The panic was not in the C code, but in the BIOS code it called. The page fault information doesn't make much sense though. The 0xe8510 is a physical address of the BIOS function in question. Can you do something like 'dd bs=1 if=/dev/mem iseek=0xe8510 count=32 | ndisasm -U' (have to install devel/nasm) to get the disassembly of the instruction that faulted? It seems like the first instruction faulted which seems odd.
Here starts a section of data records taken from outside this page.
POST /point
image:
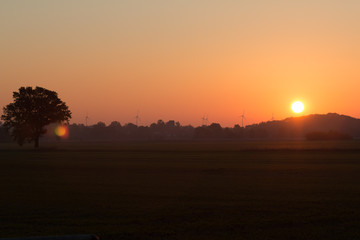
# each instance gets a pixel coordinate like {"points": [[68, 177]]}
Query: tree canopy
{"points": [[31, 111]]}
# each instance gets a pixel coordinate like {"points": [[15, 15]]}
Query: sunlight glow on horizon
{"points": [[181, 60], [297, 107]]}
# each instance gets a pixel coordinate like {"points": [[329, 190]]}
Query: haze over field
{"points": [[183, 59]]}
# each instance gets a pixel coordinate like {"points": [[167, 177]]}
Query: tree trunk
{"points": [[36, 143]]}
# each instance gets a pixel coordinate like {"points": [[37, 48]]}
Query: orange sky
{"points": [[183, 59]]}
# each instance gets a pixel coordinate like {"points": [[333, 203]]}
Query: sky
{"points": [[184, 59]]}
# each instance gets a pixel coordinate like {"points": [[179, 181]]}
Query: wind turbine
{"points": [[242, 119], [137, 118], [86, 119]]}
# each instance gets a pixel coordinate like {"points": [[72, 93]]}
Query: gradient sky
{"points": [[182, 59]]}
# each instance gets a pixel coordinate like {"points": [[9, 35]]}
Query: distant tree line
{"points": [[310, 128]]}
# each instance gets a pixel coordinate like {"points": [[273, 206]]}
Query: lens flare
{"points": [[62, 131]]}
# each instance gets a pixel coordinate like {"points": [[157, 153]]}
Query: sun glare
{"points": [[297, 107], [61, 131]]}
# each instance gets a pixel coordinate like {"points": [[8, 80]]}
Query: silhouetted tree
{"points": [[31, 111]]}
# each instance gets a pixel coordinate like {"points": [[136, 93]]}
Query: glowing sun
{"points": [[297, 107]]}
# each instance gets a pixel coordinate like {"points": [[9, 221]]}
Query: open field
{"points": [[225, 190]]}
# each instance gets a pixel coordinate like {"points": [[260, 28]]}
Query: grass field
{"points": [[225, 190]]}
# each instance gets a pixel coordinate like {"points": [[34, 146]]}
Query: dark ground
{"points": [[235, 190]]}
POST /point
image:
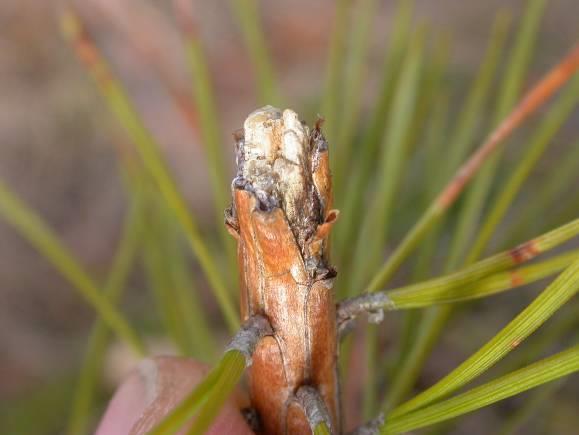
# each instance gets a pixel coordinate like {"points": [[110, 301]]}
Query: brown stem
{"points": [[537, 96], [281, 216]]}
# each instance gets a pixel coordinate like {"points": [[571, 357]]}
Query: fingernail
{"points": [[130, 400]]}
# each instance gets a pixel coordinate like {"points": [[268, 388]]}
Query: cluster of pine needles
{"points": [[395, 161]]}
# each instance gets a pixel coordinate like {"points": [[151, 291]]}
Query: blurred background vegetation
{"points": [[59, 151]]}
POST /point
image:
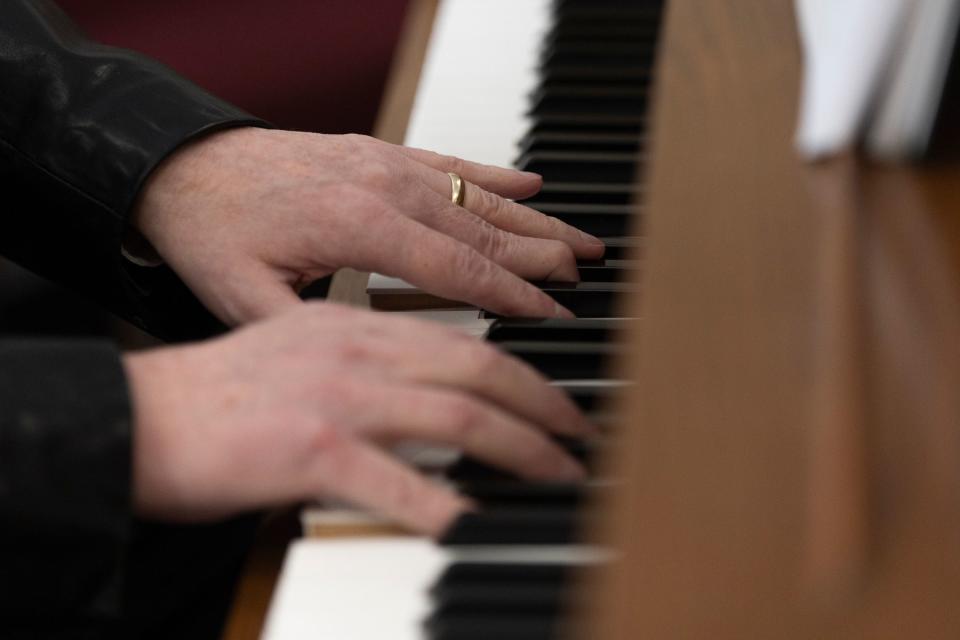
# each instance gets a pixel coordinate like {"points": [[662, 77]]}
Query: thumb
{"points": [[256, 294]]}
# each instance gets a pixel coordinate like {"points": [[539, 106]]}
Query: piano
{"points": [[755, 477]]}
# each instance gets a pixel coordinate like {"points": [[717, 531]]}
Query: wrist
{"points": [[151, 380]]}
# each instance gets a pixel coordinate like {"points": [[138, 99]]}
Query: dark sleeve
{"points": [[81, 127], [65, 451]]}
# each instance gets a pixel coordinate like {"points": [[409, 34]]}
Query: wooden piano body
{"points": [[791, 450]]}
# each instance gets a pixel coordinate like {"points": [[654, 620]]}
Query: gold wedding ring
{"points": [[457, 189]]}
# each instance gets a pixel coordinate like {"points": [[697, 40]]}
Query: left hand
{"points": [[247, 217]]}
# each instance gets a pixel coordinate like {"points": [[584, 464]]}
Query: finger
{"points": [[246, 295], [366, 476], [400, 412], [434, 262], [508, 183], [529, 258], [481, 370], [515, 218]]}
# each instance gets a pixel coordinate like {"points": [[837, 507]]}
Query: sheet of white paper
{"points": [[846, 49]]}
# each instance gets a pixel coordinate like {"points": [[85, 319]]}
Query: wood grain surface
{"points": [[790, 458]]}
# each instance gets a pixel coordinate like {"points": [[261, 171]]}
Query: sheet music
{"points": [[846, 49]]}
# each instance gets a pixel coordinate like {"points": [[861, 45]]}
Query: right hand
{"points": [[248, 217], [299, 407]]}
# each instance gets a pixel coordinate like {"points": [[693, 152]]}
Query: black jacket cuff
{"points": [[65, 478]]}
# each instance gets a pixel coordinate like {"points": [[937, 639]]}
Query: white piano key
{"points": [[479, 69], [373, 589]]}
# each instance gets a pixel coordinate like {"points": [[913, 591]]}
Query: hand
{"points": [[298, 407], [249, 216]]}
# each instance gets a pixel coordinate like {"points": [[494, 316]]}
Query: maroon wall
{"points": [[317, 65]]}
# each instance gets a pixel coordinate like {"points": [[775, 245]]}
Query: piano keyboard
{"points": [[505, 571]]}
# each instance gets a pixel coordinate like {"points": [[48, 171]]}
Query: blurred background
{"points": [[312, 65]]}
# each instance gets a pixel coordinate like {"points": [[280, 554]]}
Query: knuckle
{"points": [[484, 361], [544, 455], [492, 242], [405, 494], [561, 253], [325, 440], [465, 417], [382, 175], [454, 164], [473, 268]]}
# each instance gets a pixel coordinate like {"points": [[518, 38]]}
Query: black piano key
{"points": [[617, 143], [589, 299], [563, 360], [468, 471], [633, 128], [606, 273], [584, 193], [637, 77], [602, 220], [467, 627], [601, 55], [553, 329], [566, 166], [514, 494], [621, 247], [467, 572], [591, 121], [556, 526], [501, 598]]}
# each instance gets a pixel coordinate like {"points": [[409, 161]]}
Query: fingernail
{"points": [[560, 311], [589, 239], [588, 428], [572, 471]]}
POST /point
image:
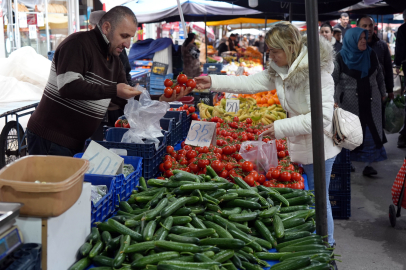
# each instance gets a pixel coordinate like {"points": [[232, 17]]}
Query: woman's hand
{"points": [[270, 131], [203, 82], [175, 96]]}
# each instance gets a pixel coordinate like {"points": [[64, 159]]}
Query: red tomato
{"points": [[276, 174], [247, 166], [261, 179], [191, 83], [168, 92], [182, 78], [168, 83], [281, 154], [217, 166], [285, 176], [168, 173], [195, 117], [167, 165], [249, 179]]}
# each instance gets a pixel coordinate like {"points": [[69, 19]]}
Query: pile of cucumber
{"points": [[191, 222]]}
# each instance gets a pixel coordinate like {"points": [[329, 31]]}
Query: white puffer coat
{"points": [[293, 91]]}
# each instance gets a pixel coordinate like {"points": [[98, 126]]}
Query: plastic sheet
{"points": [[144, 119]]}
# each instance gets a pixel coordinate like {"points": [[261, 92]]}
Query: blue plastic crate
{"points": [[343, 157], [212, 67], [113, 140], [340, 205], [169, 125], [340, 179], [105, 207]]}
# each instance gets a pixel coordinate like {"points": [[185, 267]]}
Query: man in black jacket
{"points": [[400, 60]]}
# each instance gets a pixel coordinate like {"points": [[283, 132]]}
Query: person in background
{"points": [[344, 23], [381, 49], [288, 73], [400, 61], [327, 32], [190, 55], [360, 89], [86, 74], [337, 34]]}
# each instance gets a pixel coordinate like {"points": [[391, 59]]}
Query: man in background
{"points": [[400, 61], [344, 23]]}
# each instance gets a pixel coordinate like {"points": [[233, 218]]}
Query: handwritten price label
{"points": [[102, 161], [201, 134], [232, 105]]}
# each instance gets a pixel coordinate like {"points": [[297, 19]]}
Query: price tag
{"points": [[22, 20], [232, 105], [40, 19], [32, 31], [201, 134], [102, 161]]}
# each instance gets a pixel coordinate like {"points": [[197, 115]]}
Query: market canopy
{"points": [[193, 10]]}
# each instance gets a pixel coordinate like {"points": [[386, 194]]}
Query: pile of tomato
{"points": [[180, 84], [226, 161]]}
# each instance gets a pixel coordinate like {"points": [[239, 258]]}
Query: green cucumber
{"points": [[183, 239], [154, 259]]}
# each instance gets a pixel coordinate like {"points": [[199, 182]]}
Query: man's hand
{"points": [[203, 82], [125, 91], [175, 96], [270, 131]]}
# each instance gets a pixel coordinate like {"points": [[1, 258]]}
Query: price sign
{"points": [[201, 134], [32, 31], [40, 19], [102, 161], [22, 20], [232, 105]]}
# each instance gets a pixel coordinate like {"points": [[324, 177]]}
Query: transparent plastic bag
{"points": [[262, 154], [143, 117], [98, 192], [394, 117]]}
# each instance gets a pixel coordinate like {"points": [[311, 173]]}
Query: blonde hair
{"points": [[285, 36]]}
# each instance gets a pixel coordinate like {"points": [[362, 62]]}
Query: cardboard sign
{"points": [[102, 161], [201, 134], [232, 105], [40, 20], [22, 20], [32, 31]]}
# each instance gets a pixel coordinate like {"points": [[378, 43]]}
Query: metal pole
{"points": [[290, 12], [316, 116], [205, 35]]}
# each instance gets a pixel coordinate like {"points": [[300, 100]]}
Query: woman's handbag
{"points": [[347, 129]]}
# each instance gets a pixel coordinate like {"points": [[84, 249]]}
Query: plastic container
{"points": [[340, 205], [63, 177], [105, 206], [113, 140], [340, 179]]}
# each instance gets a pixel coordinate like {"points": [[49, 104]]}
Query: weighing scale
{"points": [[10, 236]]}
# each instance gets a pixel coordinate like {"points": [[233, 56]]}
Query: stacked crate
{"points": [[340, 186]]}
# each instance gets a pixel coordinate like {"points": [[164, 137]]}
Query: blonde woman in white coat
{"points": [[288, 72]]}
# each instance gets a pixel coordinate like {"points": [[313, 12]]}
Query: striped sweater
{"points": [[82, 82]]}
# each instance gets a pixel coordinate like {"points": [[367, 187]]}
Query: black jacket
{"points": [[400, 50], [381, 49]]}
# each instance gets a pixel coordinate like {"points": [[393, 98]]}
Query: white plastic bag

(In reply to John Baldwin from comment #2) ndsiasm -u - (lower case u and - for stadin) ; I guessed is what you asked for. root@rabbit4:~ # dd bs=1 if=/dev/mem iseek=0xe8510 count=32 | ndisasm -u - 32+0 records in 32+0 records out 32 bytes transferred in 0.001126 secs (28414 bytes/sec) 00000000 FF00 inc dword [eax] 00000002 0000 add [eax],al 00000004 0000 add [eax],al 00000006 0000 add [eax],al 00000008 0000 add [eax],al 0000000A 0000 add [eax],al 0000000C 0000 add [eax],al 0000000E 0000 add [eax],al 00000010 3D24504349 cmp eax,0x49435024 00000015 B080 mov al,0x80 00000017 752D jnz 0x46 00000019 B081 mov al,0x81 0000001B 0ADB or bl,bl 0000001D 7527 jnz 0x46 0000001F E8 db 0xe8
In anticipation ... I've booted into the panic again: APIC: CPU 7 has ACPI ID 7 Pentium Pro MTRR support enabled bios32: Found BIOS32 Service Directory header at 0x4e8500 bios32: Entry = 0xe8510 (4e8510) Rev = 0 Len = 1 stray irq1 Fatal trap 12: page fault while in kernel mode cpuid = 0; apic id = 02 fault virtual address = 0x49435024 fault code = supervisor write, page not present instruction pointer = 0x20:0x4e8510 stack pointer = 0x28:0x2423b68 frame pointer = 0x28:0x2423ba0 code segment = base rx0, limit 0xfffff, type 0x1b = DPL 0, pres 1, def32 1, gran 1 processor eflags = resume, IOPL = 0 current process = 0 () [ thread pid 0 tid 0 ] Stopped at 0x4e8510 db> show reg cs 0x20 ds 0x28 es 0x28 fs 0x8 gs 0x3b ss 0x28 eax 0x49435024 ecx 0 edx 0 ebx 0 esp 0x2423b68 ebp 0x2423ba0 esi 0x2423bc4 edi 0x1129df7 counter_u64_alloc+0x27 eip 0x4e8510 efl 0x10002 0x4e8510
Hmm, the entry point seems wrong (off by 0x10). Can you adjust the dd to read from the start of the structure (0xe8500) and extend the len by another 16 bytes and paste the same dd | ndisasm output?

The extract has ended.